In the short term Hafezi said scrap metal prices will be impacted with a decrease in price.

However, we should not see major movements in price, given that the ban was announced over a year ago, and the market has been ready for the change. As Hafezi explained, global demand for commodities in general has decreased for most of 2020 given the global impact of COVID-19.

“We saw prices decrease in the first quarter of 2020 because of the quarantine imposed by the Chinese government in the Hubei Province, which is the manufacturing epicenter of China,” Hafezi said. “The closing of factories forced a lack of demand thus decreasing prices, but once those factories slowly opened, we saw price stabilization to its previous 12-month range-bound rate. Once the global economy recovers from the impacts of COVID-19, overall demand will once again increase.”

Furthermore, as Hafezi explained, the price of steel and scrap metals in the U.S. market will be primarily impacted by the level of domestic economic growth.

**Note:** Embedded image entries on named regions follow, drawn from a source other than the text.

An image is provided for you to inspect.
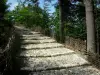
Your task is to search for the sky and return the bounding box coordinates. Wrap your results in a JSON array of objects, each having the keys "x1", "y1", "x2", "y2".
[{"x1": 7, "y1": 0, "x2": 57, "y2": 13}]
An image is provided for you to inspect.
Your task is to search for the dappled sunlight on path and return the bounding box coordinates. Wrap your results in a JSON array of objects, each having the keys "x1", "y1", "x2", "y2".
[{"x1": 15, "y1": 27, "x2": 100, "y2": 75}]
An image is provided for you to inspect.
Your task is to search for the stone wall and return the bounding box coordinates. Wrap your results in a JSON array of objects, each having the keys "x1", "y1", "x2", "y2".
[
  {"x1": 0, "y1": 28, "x2": 15, "y2": 75},
  {"x1": 65, "y1": 36, "x2": 100, "y2": 68}
]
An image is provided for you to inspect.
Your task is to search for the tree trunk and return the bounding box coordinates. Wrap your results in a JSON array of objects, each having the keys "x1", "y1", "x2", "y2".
[
  {"x1": 58, "y1": 0, "x2": 65, "y2": 43},
  {"x1": 84, "y1": 0, "x2": 96, "y2": 53}
]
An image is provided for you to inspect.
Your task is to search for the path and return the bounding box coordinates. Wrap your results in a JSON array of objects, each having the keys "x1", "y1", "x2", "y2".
[{"x1": 13, "y1": 28, "x2": 100, "y2": 75}]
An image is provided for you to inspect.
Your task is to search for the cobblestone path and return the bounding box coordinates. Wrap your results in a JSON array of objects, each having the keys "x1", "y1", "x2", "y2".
[{"x1": 16, "y1": 28, "x2": 100, "y2": 75}]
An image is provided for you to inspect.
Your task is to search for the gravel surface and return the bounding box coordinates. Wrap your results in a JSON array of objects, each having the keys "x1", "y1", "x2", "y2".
[{"x1": 16, "y1": 27, "x2": 100, "y2": 75}]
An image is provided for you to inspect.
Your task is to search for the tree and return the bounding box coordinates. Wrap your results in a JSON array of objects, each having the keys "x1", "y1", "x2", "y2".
[{"x1": 84, "y1": 0, "x2": 96, "y2": 53}]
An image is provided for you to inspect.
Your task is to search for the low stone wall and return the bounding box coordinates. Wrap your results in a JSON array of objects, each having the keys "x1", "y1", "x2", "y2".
[
  {"x1": 0, "y1": 28, "x2": 15, "y2": 75},
  {"x1": 65, "y1": 36, "x2": 100, "y2": 68}
]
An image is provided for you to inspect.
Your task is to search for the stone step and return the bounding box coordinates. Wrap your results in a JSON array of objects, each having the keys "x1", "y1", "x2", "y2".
[
  {"x1": 21, "y1": 34, "x2": 43, "y2": 37},
  {"x1": 17, "y1": 54, "x2": 89, "y2": 71},
  {"x1": 21, "y1": 36, "x2": 51, "y2": 40},
  {"x1": 18, "y1": 65, "x2": 100, "y2": 75},
  {"x1": 22, "y1": 39, "x2": 56, "y2": 44},
  {"x1": 21, "y1": 43, "x2": 64, "y2": 49},
  {"x1": 19, "y1": 48, "x2": 75, "y2": 57}
]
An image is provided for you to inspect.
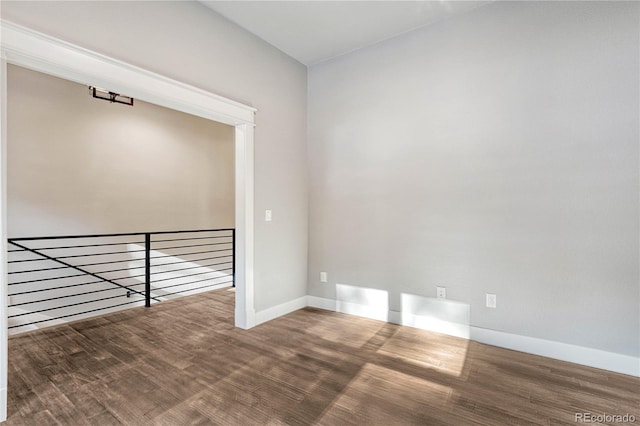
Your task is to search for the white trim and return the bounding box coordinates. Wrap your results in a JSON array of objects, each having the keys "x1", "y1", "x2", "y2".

The growth of the American economy post COVID-19 will be a primary element that will impact the price within the U.S.

“As the U.S. slowly emerges from the quarantine and factories, retail and services businesses open-up, the level of demand and domestic economic growth will impact the price of scrap metal within the country,” Hafezi said. “If tariffs are removed in the coming years, we should see U.S. steel prices reach equilibrium with that of global prices.

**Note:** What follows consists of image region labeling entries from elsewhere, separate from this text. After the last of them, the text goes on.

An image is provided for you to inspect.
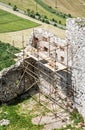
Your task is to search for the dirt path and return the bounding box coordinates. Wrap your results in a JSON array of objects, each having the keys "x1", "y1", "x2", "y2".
[{"x1": 0, "y1": 4, "x2": 65, "y2": 48}]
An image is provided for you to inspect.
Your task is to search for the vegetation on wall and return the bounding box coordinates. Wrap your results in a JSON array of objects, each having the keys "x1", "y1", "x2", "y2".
[{"x1": 0, "y1": 41, "x2": 20, "y2": 70}]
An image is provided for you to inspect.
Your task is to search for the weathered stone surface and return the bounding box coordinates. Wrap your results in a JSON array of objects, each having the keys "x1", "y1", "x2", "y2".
[
  {"x1": 0, "y1": 59, "x2": 34, "y2": 102},
  {"x1": 66, "y1": 18, "x2": 85, "y2": 118}
]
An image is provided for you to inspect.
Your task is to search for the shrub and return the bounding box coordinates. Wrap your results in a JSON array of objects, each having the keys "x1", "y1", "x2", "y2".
[
  {"x1": 68, "y1": 14, "x2": 72, "y2": 18},
  {"x1": 13, "y1": 5, "x2": 17, "y2": 11},
  {"x1": 8, "y1": 2, "x2": 11, "y2": 5},
  {"x1": 59, "y1": 20, "x2": 61, "y2": 24}
]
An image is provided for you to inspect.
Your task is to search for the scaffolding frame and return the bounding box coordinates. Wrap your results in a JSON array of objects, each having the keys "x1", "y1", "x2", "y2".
[{"x1": 0, "y1": 30, "x2": 82, "y2": 123}]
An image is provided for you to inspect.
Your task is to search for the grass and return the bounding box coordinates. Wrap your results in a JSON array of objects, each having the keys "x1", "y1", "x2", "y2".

And the Chinese ban may impact U.S. companies in that they may have to look at new markets to sell their goods.

“Again, demand will not be eliminated but rather displaced and thus new and emerging companies will form in other countries that will be buyers for these commodities,” Hafezi said. “These countries may be less sophisticated, and lack the necessary infrastructure, however those barriers will dissipate with time as demand forces these positive changes within the segment of the industry. Eventually with time, these new emerging countries and companies will become globally competitive in terms of supply chains, sales and marketing and leading human capital.”

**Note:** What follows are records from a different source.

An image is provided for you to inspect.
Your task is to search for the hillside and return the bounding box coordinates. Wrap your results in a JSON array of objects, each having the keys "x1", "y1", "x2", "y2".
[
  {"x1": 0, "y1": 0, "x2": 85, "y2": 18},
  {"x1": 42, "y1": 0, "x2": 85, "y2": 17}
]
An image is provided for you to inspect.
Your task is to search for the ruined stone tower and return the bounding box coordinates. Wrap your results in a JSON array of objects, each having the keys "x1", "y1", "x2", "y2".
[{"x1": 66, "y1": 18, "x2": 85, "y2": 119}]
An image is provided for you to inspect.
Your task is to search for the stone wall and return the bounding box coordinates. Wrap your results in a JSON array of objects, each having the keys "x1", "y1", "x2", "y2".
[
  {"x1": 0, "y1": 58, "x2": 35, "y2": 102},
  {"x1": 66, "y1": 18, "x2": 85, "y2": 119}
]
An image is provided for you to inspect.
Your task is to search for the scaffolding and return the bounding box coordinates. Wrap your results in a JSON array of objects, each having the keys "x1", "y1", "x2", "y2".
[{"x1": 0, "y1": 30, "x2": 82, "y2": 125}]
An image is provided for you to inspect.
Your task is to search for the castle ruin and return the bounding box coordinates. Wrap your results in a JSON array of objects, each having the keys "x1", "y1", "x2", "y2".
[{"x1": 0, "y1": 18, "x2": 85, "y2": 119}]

However, Guron said that if other countries, including the U.S., step up their purification processes or manufacturing abilities, there is a chance the market can bounce back from these changes made by China. In many ways, Guron expects these changes would have the same effect as when China began to require more stringent purity of recyclable plastics for manufacturing, dropping their accepted impurity levels to a basically unattainable 0.5 percent.

“We are still facing the consequences of this, because we don’t have the infrastructure to make use of this recycled plastic in the U.S., so unfortunately, some of it has been forced to go to landfill or at best, be incinerated for fuel,” Guron said.

As Guron explained, there also is a push to change the wording associated with scrap metal from “solid waste” to “resource” in an attempt to circumvent China’s goal of having no foreign scrap by the end of 2020.

“If that works, countries may still be able to export some of their high purity scrap metal there,” Guron said. “If that does not work, however, countries foreign to China will no longer have the ability to ship scrap metal to China.”